# Resumes (again!) Format? Information?



## Brandofhawk (Apr 26, 2009)

Alrighty, so I am a high school student but will soon not be (graduation w00t!) 
I've had so much experience in theatre (or so it feels like) for the past four years and am looking to go into it as a career (and a major in college). This summer I am moving to the middle of nowhere, and am applying for a job in their brand new five million dollar theatre (the thing is barely two years old..) 

Now to the point...
I am just curious what should I include and how should I format my resume? 
Obviously 
Name: Contact Info: References: Experience: 
But is there anything else that should be included? 
And what is the sleekest/easiest way to do this? 

Thanks in advanced! 
(Btw... sorry for any typos/grammatical errors... those wont be in my Resume.) 

P.S. I've also tried searching up resumes on this sight but have yet to find exactly what I'm looking for...


----------



## Raktor (Apr 26, 2009)

Some will like to see a portfolio of your designs, photographs, recordings, etc., or at least an indication that this is available for them if they want it.

Gigs you've worked on should be listed, but not every single one (No one really cares that you swung a followspot around for a school production, or pressed play on the CD player for a dance recital). List the most important ones, dates, and I list the TD (not sure if you should or not).

Otherwise, use the search feature here (some more). You should be able to find some examples.


----------



## Brandofhawk (Apr 26, 2009)

Thanks Raktor

Most of the time I have been the board op and LD. recently its been more of a sound oriented... so should I list EVERY single time (well i will never get a FULL list of that... i've done to much.) or should i list maybe 4 times? 
I also have been for the most part under the same TD, except once or twice, so i was kind of planning to put it at the end of the list for references (maybe a mention of his/her last name at the end of the line?) 

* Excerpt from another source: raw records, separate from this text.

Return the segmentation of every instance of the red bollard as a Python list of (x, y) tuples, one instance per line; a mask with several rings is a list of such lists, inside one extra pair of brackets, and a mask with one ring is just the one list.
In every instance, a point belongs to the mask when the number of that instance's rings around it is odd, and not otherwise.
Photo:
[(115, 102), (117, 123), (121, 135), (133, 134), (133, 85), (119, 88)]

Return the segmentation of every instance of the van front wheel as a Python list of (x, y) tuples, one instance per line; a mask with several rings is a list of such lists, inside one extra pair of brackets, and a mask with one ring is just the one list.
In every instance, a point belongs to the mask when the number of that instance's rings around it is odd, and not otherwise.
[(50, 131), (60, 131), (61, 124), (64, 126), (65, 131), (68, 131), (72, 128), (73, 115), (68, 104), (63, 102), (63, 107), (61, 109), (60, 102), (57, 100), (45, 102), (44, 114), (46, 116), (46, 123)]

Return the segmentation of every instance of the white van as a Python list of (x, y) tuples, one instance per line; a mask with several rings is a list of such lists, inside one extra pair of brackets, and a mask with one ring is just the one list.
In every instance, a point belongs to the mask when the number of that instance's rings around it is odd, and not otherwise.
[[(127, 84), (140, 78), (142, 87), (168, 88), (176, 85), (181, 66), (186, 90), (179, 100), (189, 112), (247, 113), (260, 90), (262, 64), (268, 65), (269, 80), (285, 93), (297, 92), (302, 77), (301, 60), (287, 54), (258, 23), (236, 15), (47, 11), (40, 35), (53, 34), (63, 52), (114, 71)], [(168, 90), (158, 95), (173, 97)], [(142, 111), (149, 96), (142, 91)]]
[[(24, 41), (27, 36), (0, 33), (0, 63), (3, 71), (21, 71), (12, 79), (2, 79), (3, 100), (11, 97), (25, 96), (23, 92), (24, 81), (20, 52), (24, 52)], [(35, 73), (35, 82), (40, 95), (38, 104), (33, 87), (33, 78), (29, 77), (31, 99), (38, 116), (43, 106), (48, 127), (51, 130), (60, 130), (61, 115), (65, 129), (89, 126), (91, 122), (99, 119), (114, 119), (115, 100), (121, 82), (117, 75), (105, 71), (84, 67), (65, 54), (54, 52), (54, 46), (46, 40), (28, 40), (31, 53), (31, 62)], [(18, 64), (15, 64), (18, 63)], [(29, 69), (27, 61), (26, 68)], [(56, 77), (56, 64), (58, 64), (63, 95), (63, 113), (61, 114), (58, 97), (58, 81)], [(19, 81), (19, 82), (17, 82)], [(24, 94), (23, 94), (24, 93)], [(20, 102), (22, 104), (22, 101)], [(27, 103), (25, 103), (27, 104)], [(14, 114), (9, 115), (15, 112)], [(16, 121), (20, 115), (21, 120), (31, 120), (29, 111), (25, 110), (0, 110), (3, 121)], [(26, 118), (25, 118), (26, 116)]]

I also am getting a certificate for being trained in various theatre stuffs (like rigging, scenery, sound, lighting... etc etc) thanks to my ROP Technical Theatre class.
So i am planning to include that! =) 

I just am unsure of how to organize this information...


----------



## derekleffew (Apr 26, 2009)

Since you seem to be stuck, Brandofhawk, here: http://www.controlbooth.com/forums/...214530650-resume-help-theatre-resume-2008.pdf is a fairly standard format, picked at random from this thread: http://www.controlbooth.com/forums/general-advice/8102-resume-help.html.


----------



## gafftaper (Apr 29, 2009)

I don't have the time to work on it right now but Resumes, Portfolios, and the Job Application Process seems like a great topic for a collaborative article.


----------



## zac850 (May 13, 2009)

There is no real right or wrong way to make your resume, as long as it is easy for your potential employer to understand.

Here is a link to my pdf resume. I've been updating the format for a few years now; it's a process but I'm slowing finding a format that works for me.

http://zacharyspitzer.com/resume.pdf


----------



## photoatdv (May 13, 2009)

You do scuba AND are a pilot, cool!!!


----------



## Thefoxygranpa (May 14, 2009)

A portfolio does go a long way. Showing a prospective your actual work you LD in highschool will give them an idea of what level you are at. Listing all the shows you've designed is one thing...but for them to see it sometimes makes all the difference


----------